Oxford physicist David Deutsch defines a “good explanation” as one that is difficult to (arbitrarily) vary.5 A good explanation is a model that fits the data/evidence tightly and elegantly without resorting to caveats or extra layers of explanations. For example, Copernicus’s heliocentric model of the solar system (sun at the center; Earth revolving around the sun) was a better explanation than the Ptolemaic geocentric model (Earth at the center). Ptolemy's geocentric model was favored by the Church at the time because it put humans at the center of God's creation, not off to the side on one of many planets. But as anomalies were discovered in the planetary orbits, to make the geocentric model keep working required the addition of loops upon loops (epicycles) in those orbits. As Galileo ultimately showed with convincing evidence, Copernicus’s heliocentric model fit the data more elegantly, without all those arbitrary extra layers of explanation.

Skepticism

The above example, along with many others in the history of science, demonstrates that accepting a good explanation often involves abandoning cherished beliefs and discarding assumptions in which we are emotionally invested.

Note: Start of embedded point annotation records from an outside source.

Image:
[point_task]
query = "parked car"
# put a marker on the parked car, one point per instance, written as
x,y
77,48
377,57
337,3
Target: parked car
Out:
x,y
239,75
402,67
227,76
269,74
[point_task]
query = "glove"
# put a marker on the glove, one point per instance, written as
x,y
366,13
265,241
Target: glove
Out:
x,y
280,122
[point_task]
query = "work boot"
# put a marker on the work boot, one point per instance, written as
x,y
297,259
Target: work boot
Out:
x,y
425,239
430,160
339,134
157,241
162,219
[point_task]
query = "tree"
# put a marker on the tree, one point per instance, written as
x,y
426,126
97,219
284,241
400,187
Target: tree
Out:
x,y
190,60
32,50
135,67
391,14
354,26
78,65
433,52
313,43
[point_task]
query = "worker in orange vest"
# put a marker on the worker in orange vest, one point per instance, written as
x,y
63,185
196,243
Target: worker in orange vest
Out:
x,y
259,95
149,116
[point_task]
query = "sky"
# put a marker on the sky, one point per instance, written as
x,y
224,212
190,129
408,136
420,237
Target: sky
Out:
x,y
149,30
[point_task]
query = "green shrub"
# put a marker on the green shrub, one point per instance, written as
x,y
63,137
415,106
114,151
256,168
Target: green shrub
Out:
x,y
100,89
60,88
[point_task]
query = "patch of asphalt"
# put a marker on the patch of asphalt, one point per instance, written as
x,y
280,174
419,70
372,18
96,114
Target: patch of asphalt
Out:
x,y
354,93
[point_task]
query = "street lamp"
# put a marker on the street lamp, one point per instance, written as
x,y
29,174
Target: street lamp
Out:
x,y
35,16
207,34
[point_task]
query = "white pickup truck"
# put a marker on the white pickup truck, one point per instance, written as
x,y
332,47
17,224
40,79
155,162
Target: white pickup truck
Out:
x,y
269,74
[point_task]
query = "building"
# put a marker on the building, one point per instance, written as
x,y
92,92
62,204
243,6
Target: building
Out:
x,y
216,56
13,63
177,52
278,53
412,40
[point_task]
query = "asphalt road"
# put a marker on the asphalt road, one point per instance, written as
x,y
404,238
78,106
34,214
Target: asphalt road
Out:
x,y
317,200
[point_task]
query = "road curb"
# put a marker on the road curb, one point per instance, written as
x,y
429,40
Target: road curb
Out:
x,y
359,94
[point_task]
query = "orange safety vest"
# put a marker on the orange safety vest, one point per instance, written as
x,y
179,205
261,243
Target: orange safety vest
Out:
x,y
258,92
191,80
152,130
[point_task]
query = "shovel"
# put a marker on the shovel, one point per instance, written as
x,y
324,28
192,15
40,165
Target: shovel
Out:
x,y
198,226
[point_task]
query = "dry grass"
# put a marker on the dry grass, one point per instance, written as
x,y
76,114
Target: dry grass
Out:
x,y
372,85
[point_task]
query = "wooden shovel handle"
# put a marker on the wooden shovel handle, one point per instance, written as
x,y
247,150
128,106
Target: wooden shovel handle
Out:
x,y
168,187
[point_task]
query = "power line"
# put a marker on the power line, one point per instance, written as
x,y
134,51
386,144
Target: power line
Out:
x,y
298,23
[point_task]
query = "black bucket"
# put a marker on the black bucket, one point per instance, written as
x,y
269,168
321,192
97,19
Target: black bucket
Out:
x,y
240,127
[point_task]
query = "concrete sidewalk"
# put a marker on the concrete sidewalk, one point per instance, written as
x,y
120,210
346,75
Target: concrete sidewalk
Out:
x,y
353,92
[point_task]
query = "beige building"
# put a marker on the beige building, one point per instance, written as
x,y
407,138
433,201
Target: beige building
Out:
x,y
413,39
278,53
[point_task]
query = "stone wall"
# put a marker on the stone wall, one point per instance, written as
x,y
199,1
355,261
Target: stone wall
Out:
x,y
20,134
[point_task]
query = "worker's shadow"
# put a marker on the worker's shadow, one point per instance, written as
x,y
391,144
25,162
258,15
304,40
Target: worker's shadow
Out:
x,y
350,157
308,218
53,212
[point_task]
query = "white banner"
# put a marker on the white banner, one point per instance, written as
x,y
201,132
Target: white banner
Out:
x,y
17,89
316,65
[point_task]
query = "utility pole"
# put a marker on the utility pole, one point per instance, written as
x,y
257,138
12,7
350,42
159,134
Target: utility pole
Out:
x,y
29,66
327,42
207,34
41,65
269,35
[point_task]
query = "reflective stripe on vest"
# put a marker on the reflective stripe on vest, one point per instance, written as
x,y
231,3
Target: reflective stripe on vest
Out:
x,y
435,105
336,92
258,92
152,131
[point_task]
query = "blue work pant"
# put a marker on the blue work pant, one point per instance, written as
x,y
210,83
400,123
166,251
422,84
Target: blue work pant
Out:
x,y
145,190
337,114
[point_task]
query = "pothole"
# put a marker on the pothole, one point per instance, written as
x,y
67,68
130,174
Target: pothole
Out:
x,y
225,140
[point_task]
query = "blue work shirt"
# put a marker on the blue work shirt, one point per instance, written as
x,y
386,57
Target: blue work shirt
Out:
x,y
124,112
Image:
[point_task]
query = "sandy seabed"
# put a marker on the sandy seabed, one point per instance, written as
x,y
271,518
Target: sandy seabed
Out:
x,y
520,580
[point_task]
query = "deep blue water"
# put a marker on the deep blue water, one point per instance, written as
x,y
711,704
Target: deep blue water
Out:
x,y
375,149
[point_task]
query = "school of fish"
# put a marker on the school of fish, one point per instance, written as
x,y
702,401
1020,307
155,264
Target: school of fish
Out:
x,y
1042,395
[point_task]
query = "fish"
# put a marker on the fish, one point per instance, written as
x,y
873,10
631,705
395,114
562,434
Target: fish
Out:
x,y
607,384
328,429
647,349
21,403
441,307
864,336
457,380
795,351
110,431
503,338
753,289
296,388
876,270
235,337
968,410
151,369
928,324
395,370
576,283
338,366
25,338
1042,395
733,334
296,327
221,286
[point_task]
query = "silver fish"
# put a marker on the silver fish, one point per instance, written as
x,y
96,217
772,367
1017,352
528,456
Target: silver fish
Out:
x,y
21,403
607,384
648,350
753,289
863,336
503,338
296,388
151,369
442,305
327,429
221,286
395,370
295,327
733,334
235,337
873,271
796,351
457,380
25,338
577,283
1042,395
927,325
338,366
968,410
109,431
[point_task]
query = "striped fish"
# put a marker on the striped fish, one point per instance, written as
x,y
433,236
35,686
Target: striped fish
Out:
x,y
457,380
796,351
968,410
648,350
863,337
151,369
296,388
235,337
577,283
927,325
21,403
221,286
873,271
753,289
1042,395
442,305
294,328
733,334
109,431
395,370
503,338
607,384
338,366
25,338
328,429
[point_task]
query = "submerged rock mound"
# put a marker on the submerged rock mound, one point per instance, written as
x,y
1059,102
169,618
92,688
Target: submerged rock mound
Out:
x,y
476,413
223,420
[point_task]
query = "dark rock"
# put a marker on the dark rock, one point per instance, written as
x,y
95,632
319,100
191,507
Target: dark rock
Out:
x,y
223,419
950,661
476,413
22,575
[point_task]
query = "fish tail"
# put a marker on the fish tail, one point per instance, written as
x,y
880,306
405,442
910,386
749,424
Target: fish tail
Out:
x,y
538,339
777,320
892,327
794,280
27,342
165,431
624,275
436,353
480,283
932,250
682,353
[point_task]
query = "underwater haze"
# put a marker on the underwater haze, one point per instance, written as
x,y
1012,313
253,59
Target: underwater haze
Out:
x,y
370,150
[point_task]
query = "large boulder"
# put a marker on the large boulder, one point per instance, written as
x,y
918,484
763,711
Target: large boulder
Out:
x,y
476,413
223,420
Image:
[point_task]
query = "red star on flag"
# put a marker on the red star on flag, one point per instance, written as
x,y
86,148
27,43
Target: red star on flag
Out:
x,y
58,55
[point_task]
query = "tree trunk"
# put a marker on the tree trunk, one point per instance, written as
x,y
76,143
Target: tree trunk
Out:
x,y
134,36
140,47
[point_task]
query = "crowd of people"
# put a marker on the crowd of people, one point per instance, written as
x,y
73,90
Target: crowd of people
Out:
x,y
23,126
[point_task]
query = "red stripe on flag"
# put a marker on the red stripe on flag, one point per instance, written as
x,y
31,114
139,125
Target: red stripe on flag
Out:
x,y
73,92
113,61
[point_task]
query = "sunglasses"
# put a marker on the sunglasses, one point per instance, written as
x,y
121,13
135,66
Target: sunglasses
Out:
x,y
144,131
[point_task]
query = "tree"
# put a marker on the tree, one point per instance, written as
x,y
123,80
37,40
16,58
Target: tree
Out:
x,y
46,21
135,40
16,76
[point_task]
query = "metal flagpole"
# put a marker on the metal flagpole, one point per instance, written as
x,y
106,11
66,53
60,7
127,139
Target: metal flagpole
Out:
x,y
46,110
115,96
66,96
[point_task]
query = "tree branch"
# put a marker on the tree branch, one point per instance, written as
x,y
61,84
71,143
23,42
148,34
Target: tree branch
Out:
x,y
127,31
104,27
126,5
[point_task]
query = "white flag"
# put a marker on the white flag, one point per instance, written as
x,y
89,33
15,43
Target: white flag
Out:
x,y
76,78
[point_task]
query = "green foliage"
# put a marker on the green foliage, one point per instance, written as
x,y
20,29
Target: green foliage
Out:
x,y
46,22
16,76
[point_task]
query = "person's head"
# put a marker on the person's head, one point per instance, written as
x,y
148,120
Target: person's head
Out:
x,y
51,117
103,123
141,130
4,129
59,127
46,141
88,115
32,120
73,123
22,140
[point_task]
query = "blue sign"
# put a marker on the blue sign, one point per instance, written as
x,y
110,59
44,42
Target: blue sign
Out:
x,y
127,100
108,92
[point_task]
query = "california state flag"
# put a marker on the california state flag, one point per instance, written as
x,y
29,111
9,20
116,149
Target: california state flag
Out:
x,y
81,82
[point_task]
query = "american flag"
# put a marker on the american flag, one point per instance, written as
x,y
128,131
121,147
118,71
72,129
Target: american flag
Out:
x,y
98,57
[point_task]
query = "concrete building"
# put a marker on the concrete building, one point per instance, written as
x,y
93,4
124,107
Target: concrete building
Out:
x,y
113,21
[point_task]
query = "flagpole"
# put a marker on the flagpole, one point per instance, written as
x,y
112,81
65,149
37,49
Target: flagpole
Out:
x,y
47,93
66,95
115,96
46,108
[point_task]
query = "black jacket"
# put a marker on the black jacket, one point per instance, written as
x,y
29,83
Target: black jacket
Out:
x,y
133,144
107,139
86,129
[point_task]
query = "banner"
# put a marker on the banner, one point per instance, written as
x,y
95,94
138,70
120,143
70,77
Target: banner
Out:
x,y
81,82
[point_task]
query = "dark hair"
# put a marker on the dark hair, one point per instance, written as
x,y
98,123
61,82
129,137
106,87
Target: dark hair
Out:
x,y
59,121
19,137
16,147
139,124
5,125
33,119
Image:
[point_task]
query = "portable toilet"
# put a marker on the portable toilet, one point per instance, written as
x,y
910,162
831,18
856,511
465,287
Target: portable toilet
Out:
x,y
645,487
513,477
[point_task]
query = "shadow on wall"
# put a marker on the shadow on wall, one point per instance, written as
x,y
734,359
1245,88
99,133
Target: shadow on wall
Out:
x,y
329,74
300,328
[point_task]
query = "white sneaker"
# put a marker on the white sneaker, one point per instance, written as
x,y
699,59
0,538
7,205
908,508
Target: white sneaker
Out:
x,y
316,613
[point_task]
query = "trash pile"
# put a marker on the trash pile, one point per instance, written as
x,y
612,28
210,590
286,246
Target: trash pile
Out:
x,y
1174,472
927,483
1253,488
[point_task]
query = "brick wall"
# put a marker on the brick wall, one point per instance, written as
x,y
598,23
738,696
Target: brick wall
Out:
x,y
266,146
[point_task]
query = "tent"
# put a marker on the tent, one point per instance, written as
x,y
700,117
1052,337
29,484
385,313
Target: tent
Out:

So, be skeptical, especially of your own beliefs, and particularly those beliefs that are incapable of being falsified by evidence. Note that we're talking here about the rigorous, disciplined skepticism of the scientific method, backed up by careful statistical analysis and all the self-correcting checks and balances of that methodology—not the pseudo-skepticism of conspiracy theorists.

And be prepared to sometimes mistrust your subjective experience and intuitions when the evidence points to a different conclusion. Don’t believe everything you think.

References

1. Parts of this article are taken from: Ralph Lewis, Finding Purpose in a Godless World: Why We Care Even If The Universe Doesn’t (Amherst, NY: Prometheus Books, 2018).

2. Benjamin Sadock, et al., eds., Kaplan & Sadock’s Comprehensive Textbook of Psychiatry. 9th ed. (Philadelphia: Lippincott Williams & Wilkins, 2009), p. 1080.

3. Patient details have been altered to protect anonymity.

4. Richard Dawkins, The God Delusion (Boston: Houghton Mifflin, 2006).

5. David Deutsch, The Beginning of Infinity: Explanations That Transform the World (New York: Viking, 2011), pp. 24–25.